Prior to RIT, Engström studied abroad at universities in Scotland, Britain, Germany and Sweden—then took a teaching post at the University of Hawaii. A native of small town U.S.A.—Barneveld, N.Y., population 400— Engström returned to his upstate Adirondack roots to be closer to family. RIT was the perfect fit, and after teaching for nearly two decades in the Department of Philosophy, Engström remains motivated to “turn these students on.” “In bringing students into the realm of philosophy, we give them tools for thinking about themselves and their academic pursuits in new ways. Teaching isn’t about teaching. Teaching is really about engagement, and some of the students at RIT have stopped us in our tracks with their insights—with their ability to connect philosophy to their other academic pursuits.”

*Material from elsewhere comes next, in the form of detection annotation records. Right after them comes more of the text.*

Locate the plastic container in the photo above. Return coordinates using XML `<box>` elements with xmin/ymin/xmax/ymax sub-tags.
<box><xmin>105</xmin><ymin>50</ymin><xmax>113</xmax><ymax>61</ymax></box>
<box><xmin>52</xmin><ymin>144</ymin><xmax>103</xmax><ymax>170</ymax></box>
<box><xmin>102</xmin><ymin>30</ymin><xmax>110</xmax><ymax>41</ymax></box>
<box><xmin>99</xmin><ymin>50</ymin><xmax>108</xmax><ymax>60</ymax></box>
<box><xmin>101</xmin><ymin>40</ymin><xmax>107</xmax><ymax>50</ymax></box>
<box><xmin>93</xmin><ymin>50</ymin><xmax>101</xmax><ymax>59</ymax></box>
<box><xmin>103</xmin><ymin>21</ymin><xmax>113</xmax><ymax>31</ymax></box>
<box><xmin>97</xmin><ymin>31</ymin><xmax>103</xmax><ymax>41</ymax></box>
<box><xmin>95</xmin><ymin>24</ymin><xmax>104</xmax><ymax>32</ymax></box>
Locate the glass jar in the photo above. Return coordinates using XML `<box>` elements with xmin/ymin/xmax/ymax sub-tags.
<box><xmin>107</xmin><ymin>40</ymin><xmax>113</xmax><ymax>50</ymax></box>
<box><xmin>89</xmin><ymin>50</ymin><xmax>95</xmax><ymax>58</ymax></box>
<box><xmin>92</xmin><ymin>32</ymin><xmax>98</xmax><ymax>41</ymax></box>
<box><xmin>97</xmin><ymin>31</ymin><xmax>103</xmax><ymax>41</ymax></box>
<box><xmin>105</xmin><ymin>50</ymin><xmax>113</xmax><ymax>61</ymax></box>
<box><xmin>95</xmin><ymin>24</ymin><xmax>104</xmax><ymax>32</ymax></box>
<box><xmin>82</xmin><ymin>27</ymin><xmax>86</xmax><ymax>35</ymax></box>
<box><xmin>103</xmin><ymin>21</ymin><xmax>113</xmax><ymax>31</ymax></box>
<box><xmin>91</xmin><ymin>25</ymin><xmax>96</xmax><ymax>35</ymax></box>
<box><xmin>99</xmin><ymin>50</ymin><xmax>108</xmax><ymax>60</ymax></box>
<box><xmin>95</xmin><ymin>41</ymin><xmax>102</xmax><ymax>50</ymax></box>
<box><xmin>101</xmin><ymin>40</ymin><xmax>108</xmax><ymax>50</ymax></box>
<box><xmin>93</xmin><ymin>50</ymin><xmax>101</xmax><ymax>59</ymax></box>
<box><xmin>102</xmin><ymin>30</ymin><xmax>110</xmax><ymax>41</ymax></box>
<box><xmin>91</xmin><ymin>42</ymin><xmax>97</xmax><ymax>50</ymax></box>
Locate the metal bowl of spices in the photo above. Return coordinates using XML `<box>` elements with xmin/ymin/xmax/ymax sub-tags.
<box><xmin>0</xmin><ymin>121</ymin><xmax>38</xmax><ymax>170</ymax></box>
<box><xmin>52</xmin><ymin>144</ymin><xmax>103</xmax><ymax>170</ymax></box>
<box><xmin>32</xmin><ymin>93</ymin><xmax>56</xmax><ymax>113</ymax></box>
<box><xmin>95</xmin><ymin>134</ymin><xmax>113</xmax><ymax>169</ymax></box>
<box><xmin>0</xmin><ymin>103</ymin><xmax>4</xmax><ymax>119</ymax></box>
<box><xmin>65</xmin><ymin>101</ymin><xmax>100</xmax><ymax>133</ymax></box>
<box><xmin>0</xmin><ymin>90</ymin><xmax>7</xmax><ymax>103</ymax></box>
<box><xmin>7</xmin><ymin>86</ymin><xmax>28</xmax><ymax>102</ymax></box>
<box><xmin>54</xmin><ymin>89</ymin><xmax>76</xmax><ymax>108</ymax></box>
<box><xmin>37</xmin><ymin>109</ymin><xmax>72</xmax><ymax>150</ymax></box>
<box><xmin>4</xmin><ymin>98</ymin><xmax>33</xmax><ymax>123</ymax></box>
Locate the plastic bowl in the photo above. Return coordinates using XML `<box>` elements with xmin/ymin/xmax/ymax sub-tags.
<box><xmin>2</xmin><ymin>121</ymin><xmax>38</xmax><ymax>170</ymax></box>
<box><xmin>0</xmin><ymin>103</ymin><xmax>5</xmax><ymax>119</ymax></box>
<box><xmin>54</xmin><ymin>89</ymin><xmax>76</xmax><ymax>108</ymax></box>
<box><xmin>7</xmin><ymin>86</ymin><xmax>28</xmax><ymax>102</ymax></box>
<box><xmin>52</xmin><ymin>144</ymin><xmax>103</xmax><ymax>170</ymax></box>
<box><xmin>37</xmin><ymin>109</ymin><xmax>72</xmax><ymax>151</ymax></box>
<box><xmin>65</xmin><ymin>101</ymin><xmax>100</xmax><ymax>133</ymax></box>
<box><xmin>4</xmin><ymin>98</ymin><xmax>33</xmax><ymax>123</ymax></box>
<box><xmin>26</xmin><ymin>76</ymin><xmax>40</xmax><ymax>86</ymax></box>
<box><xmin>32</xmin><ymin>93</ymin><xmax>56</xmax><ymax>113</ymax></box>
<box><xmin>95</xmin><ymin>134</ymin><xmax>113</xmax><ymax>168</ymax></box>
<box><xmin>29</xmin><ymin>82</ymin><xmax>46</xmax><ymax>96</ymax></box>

Engström speaks other languages besides “philosophy”—Swedish, French, German, and a smattering of Greek/Hebrew—all of which are a boon to his travels abroad. He enjoys everything from reading and movies to skiing, mountain climbing and tinkering with his vintage vehicles (a ’57 Triumph and ’60 four-cylinder diesel Mercedes-Benz). In 2006, he co-authored a book on health-care reform with Wade Robison, and in the works is Rethinking Theories and Practice of Imaging, co-authored with Evan Selinger.
“It’s about the philosophy of vision,” Engström explains, “about how technologies of sight can transform and reshape how we see the world.” Engström believes one of the biggest challenges in teaching today is a direct result of living in a networked-driven society. “If a good computer scientist, artist, engineer or environmental science student is in class, they should and do see things differently. But sustaining their focus can be difficult because their cognitive habits are increasingly distributed; electronic networks are provoking different styles of thought—more associative and less systematic.” “My job is to reach out to these students from across the silos and fiefdoms of programs at RIT and help them explore and articulate the relationship between their aptitudes in these disciplines and philosophy, so we become a real working intellectual community.”